The parties thus propose that the net settlement fund be allocated, pro rata, on a claims-made basis, based on the "total dollar value of each class member's qualifying mesquite lump charcoal purchases in proportion to the total amount of the net settlement fund." The parties submitted a proposed claim form that class members could submit by mail (Supp. Br. 14). In other words, each of the 1, 500 class members would need to complete and submit a claim form to qualify for a portion of the settlement fund.

The proposed claim form would require that each class member state his (or her) name (or business entity), address, phone number, and email. Each class member would then be required to complete a table providing the "yearly total dollar amount you spent to purchase, for restaurant or food-service use, 20-pound and/or 40-pound bags of mesquite lump charcoal" for each year, from each defendant during the alleged eleven-year conspiracy. Each class member would then sign the form under "penalty of perjury." Class members would be advised in the proposed claim form that "the Claims Administrator has the right to request verification of the information set forth by you... including, but not limited to, documentation demonstrating the purchase of mesquite lump charcoal in the amounts claimed... above for each year from 2000 to 2011, and that the purchases were for restaurant or food-service use" (Dkt. No. 157-8). Class counsel previously indicated the aggregate dollar sales and unit sales by defendant and by year (Dkt. No. 121-1), but this proposed claims procedure would require each class member to identify the specifics.
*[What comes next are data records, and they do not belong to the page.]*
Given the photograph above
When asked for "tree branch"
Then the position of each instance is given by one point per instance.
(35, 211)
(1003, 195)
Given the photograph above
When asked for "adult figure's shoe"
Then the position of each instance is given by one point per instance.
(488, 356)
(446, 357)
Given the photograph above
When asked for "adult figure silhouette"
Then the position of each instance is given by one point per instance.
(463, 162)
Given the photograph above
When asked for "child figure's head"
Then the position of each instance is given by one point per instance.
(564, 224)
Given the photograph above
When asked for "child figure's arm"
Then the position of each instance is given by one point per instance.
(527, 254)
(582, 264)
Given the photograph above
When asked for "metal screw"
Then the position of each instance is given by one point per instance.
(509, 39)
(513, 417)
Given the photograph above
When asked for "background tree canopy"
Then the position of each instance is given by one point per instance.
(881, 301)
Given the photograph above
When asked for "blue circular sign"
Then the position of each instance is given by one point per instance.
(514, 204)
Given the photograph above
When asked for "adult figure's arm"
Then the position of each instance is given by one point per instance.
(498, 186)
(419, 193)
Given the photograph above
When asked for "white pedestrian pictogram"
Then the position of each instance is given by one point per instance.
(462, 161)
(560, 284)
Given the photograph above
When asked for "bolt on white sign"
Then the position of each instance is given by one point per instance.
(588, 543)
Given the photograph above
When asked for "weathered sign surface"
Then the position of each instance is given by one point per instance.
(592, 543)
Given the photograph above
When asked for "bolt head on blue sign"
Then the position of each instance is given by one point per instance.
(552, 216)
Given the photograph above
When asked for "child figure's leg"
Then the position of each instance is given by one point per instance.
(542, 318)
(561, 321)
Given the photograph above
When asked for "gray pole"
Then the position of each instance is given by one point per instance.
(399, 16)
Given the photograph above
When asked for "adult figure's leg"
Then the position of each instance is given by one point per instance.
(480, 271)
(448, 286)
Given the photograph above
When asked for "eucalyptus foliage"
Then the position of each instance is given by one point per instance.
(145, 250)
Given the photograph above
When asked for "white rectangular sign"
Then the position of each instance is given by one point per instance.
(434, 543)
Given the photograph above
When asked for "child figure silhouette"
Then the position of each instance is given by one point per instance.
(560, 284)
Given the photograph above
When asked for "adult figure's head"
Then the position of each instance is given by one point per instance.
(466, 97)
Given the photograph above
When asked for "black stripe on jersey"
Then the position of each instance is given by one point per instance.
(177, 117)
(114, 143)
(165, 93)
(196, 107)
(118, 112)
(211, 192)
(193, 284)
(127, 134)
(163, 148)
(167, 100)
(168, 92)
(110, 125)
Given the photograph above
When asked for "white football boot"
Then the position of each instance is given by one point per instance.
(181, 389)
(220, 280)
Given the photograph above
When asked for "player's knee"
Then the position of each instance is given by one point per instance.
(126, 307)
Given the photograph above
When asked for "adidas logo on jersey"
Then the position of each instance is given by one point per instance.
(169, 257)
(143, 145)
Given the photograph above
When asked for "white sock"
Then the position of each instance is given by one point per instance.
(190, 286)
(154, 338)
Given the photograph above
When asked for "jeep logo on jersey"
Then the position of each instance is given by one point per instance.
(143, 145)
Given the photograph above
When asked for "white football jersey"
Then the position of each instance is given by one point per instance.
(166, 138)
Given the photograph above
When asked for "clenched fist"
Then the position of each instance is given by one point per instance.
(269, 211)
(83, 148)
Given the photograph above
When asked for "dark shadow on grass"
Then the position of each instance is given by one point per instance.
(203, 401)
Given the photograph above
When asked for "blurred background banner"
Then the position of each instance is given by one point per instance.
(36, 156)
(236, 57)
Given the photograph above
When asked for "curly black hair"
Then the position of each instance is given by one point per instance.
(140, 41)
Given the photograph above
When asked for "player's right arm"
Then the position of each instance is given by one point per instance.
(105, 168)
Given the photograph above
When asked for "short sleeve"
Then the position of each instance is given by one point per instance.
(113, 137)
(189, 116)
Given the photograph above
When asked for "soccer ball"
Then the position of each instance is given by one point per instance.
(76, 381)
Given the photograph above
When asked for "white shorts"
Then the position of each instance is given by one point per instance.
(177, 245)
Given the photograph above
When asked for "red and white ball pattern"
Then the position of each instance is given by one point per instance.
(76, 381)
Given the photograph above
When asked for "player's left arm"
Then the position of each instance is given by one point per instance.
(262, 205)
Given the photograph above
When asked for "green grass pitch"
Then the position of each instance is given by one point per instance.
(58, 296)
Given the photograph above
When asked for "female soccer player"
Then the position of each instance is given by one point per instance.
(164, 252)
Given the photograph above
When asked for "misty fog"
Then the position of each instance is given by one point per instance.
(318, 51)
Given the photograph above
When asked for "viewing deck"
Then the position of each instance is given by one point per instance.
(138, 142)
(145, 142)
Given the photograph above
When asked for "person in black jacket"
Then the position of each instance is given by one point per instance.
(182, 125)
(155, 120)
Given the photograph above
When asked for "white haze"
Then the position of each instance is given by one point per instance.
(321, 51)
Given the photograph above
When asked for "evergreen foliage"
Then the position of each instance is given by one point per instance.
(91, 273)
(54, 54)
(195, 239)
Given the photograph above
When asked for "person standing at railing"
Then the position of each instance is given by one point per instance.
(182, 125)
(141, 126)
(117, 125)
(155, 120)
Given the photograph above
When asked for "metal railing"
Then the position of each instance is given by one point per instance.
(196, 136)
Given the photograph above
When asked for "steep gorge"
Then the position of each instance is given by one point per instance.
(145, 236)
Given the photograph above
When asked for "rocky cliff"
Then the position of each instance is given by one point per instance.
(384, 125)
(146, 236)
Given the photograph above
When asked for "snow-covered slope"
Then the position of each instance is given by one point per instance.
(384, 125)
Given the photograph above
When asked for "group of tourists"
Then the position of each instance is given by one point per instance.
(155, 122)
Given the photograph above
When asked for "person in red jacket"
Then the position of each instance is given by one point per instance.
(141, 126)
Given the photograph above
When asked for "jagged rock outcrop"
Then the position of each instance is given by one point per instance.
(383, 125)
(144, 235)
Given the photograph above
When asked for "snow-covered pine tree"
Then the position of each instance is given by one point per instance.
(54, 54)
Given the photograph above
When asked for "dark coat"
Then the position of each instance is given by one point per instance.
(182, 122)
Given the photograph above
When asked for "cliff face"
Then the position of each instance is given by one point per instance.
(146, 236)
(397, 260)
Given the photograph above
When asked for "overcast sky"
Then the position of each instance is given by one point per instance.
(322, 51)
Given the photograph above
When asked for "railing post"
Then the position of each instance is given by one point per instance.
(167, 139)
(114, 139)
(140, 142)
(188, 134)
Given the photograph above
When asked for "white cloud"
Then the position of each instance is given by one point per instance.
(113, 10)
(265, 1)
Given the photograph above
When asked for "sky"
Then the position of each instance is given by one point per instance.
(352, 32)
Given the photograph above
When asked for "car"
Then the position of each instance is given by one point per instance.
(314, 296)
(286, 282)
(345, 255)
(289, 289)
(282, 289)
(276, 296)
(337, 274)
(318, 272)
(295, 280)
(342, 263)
This claims procedure could only be justified if the parties had a reasonable expectation that the vast majority of the class members would timely submit completed claim forms. Nevertheless, as stated above, the parties have not yet identified the average claim amount for the 1, 500 class members.

Accordingly, approval of the proposed claim form is HELD IN ABEYANCE until the parties submit further information. The revised proposed claim form should make clear that (1) only direct-purchasers of mesquite lump charcoal from the named defendants would qualify to receive a pro rata portion of the settlement fund and (2) how to account for Lazzari's purchase rebates. Additionally, in light of the upcoming holidays, absent class members may be better off receiving the notice and claim form after the new year.


All defendants have provided class counsel with the last known address and telephone number for defendants' direct purchasers. The parties have now filed a proposed notice of class certification and class settlement for the 1, 500 class members (Dkt. Nos. 140, 157-5). The October 2014 order required notice by first-class mail, the class website, and publication.

The proposed class notice is REJECTED. It is too wordy and contains typographical errors. Appended to this order is a revised class notice. The parties shall review the revised class notice and state in their December 11 joint statement whether they have any additional edits. Please proofread.

The undersigned judge is in receipt of the parties' statement regarding publication notice in the Nation's Restaurant News, a trade publication. The options are: (a) a quarter-page summary notice in print, which costs $7, 450; (b) a banner-shaped electronic notice with a hyperlink to the class website, which costs $2, 595; and (c) both, which costs $10, 045 (Dkt. No. 140-4, Dahl Decl. ¶¶ 10, 11). The electronic newsletter is delivered to 71, 000 readers each weekday.

If preliminary approval is ever granted, publication notice shall be as follows. A banner-shaped notice with a hyperlink to the class website shall be made available three times: MONDAY, JANUARY 5, 2015, WEDNESDAY, JANUARY 14, AND THURSDAY, JANUARY 29. Copies of the executed settlement agreements, this order, and the claims form (if approved) shall be available on the class website by JANUARY 9.


For the reasons stated herein, the motion for preliminary approval of the class settlement is TENTATIVELY GRANTED, subject to fixing the above problems. The proposed class notice is REJECTED. A joint statement is due DECEMBER 11 AT NOON. Please append any redlines. Further hearings are set for TUESDAY, DECEMBER 16, 2014 AT 2:30 P.M. and WEDNESDAY, APRIL 22, 2015 AT 3:00 P.M. All existing deadlines remain in place.